Según el artículo, la intervención administrativa del puerto de Ushuaia dispuesta por
el Ejecutivo argentino formaría parte de una
estrategia de política exterior más amplia vinculada a la relación bilateral
con Washington.
La publicación sostiene que el puerto fue ofrecido dentro de una negociación para integrar el
board de esa iniciativa internacional, presentada por Trump en enero de 2026
durante el Foro Económico Mundial de Davos.
De acuerdo con la información difundida, la membresía
para participar de esa estructura internacional tendría un costo de 1.000
millones de dólares, y el puerto de Ushuaia habría sido
planteado como
parte de la contraprestación estratégica para acceder a ese espacio de decisión
internacional.
El tema volvió a generar debate luego del misterioso
arribo de un avión militar estadounidense Boeing C-40 Clipper a Ushuaia el 26
de enero, procedente de la base Joint Base Andrews, en Maryland, con
escalas previas en San Juan y Buenos Aires.
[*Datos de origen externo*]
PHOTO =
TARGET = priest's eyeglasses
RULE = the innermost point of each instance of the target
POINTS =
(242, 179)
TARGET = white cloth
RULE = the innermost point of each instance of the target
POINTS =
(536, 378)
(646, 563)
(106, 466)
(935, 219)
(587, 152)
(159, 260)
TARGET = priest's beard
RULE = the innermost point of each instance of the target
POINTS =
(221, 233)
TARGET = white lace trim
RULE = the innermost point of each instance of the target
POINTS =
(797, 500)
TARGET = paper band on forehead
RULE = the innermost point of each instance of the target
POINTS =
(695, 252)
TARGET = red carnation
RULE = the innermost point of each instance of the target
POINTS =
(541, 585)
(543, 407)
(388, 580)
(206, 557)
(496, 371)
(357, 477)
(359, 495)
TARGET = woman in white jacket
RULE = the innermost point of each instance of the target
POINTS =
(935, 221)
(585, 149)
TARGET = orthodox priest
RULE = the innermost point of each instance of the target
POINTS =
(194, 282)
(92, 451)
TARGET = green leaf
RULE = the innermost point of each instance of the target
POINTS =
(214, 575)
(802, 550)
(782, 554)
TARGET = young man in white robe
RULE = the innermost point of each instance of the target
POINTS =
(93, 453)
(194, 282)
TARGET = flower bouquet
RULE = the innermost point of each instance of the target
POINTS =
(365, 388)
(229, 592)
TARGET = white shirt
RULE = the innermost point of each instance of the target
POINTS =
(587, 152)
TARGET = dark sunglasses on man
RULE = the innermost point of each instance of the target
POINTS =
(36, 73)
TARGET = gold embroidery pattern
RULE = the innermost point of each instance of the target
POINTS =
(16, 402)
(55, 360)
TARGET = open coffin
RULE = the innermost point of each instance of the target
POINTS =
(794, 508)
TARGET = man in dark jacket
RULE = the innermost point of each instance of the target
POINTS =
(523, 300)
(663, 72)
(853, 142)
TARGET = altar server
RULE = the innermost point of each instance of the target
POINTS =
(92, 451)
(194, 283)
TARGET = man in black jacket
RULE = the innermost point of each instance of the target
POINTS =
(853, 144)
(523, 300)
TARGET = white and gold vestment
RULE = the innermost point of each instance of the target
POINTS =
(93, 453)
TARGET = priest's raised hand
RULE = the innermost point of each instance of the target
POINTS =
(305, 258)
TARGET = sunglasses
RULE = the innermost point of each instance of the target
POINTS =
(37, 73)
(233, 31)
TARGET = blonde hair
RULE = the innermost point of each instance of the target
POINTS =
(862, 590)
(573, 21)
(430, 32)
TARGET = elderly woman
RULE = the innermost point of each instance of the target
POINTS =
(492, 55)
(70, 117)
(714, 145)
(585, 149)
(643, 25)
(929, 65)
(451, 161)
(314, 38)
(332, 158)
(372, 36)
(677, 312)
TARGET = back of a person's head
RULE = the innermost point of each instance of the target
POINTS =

El aterrizaje fue considerado un hecho inusual y
coincidió con las discusiones sobre el proyecto de Base Naval Integrada en Tierra del Fuego,
que despierta interés en Estados Unidos por el monitoreo de la presencia china
en el Atlántico Sur y la proyección hacia la Antártida.
En aquel momento, la embajada de Estados Unidos explicó que se trataba de una
delegación bipartidista de la Comisión de Energía del Congreso estadounidense,
versión que también fue replicada por el gobierno argentino sin mayores
precisiones.
El artículo de Foreign Affairs señala que el control
federal del puerto de Ushuaia permitiría destinar su uso a fines militares y
comerciales vinculados a la relación estratégica con Estados Unidos,
más allá de su función habitual dentro del sistema portuario argentino.
La publicación también destaca la enorme relevancia geopolítica
de Ushuaia, considerada uno de los principales nodos de
conectividad naval del Atlántico Sur y una de las puertas de acceso más
importantes hacia la Antártida.
Según los datos citados, en las últimas dos temporadas el puerto recibió más de 1.300
buques entre embarcaciones turísticas, científicas, pesqueras,
de carga y militares, transportando alrededor de 200.000 pasajeros y más de 120.000 tripulantes.
La eventual presencia estratégica de Estados Unidos en esa zona genera
preocupación en sectores diplomáticos y de defensa, así como tensiones con
países de la región como Chile, debido a que la región
antártica se rige por el Tratado Antártico, que prohíbe la militarización del área.
Hasta el momento no hubo confirmación oficial del Gobierno argentino sobre la
existencia de un acuerdo de este tipo.